Reds: Ricardo Cabrera, SS
No. 3 on our Top 50 international prospects list as the signing period opened in 2022, Cabrera joined the Reds for $2.7 million. He got his feet wet in the DSL that summer, but really started to show what he could do, particularly at the plate, during his U.S. debut last year. Cabrera finished second in the Arizona Complex League with his 1.028 OPS and earned a late bump to full-season ball, going 6-for-19 with Single-A Daytona. He might end up at third eventually and will keep playing short for now, but it’s the bat that has the Reds excited.
2022 projection for 2024: Elly De La Cruz, SS/3B (2024 Top 100: Graduated)

NATIONAL LEAGUE WEST

D-backs: Druw Jones, OF (MLB No. 78)
This is a vote of confidence that Jones can right the ship.

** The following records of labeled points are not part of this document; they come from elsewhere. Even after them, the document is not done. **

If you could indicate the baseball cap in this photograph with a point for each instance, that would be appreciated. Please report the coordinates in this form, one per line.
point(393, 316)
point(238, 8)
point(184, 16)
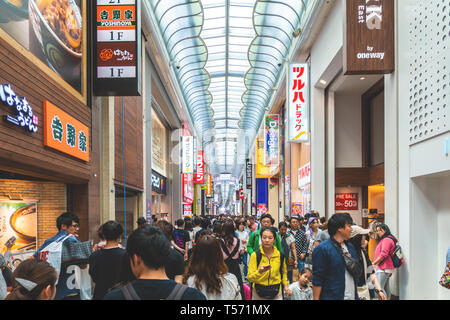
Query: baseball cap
point(358, 230)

The 2022 second overall pick was coming off left shoulder surgery and then battled quad and hamstring injuries for much of his first full season. Even when healthy, he still struggled to hit with a .252 average, .351 slugging percentage and 26 percent strikeout rate over 29 games at Single-A. He still has a lot of raw power and the plus-plus speed to be an aggressive baserunner and Gold Glove-caliber defender in center. More health means more at-bats means more opportunities to adjust for a high-ceiling talent.
2022 projection for 2024: A.J. Vukovich, 3B (2024 Top 100: NR)

Dodgers: Josue De Paula, OF
The second cousin of former NBA guards Stephon Marbury and Sebastian Telfair, De Paula was born in Brooklyn, moved to the Dominican Republic and signed for $397,500 in 2022. He batted .284/.396/.372 while making his U.S. debut in Single-A at age 18 last year, and he has the tools and skills to become a .300 hitter with 30-homer power once he’s fully developed.
2022 projection for 2024: Wilman Diaz, INF (2024 Top 100: NR)

Giants: Bryce Eldridge, OF/RHP (MLB No. 96)
The best two-way prospect in the 2023 Draft, Eldridge will get the chance to both hit and pitch as a pro, but teams strongly preferred him as a slugger. A Virginia high schooler drafted 16th overall last July, he generates tremendous raw power with bat speed, strength and the leverage in his 6-foot-7 frame. He posted a .905 OPS with six homers in 31 games and reached Single-A in his pro debut.
2022 projection for 2024: Aeverson Arteaga, SS (2024 Top 100: NR)

Padres: Leodalis De Vries, SS
The top international prospect from the 2024 class might make our Top 100 as early as this summer and has a good chance to reach Single-A before he turns 18. A basketball player with a point-guard background, De Vries has good lateral quickness that helps him on the dirt and the basepaths, and as a switch-hitter, he’s already impressing San Diego officials with his early zone awareness and power from both sides. At 17, Ethan Salas joined our Top 10 at the end of his first season. It might take De Vries a little longer, but he could certainly be at or close to the rankings mountaintop in two years.
2022 projection for 2024: James Wood, OF (2024 Top 100: No. 14)

Rockies: Chase Dollander, RHP (MLB No. 52)
As a college arm from the top 10 of the 2023 Draft, it’s possible Dollander will reach Colorado ahead of this, especially with the Rockies’ need for pitching. But he had some things to iron out and seeing him in the rotation on Opening Day 2026 would be just fine. He’s yet to throw an official professional pitch, but when he’s at his best, he has a legit four-pitch mix and three of them are at least above average.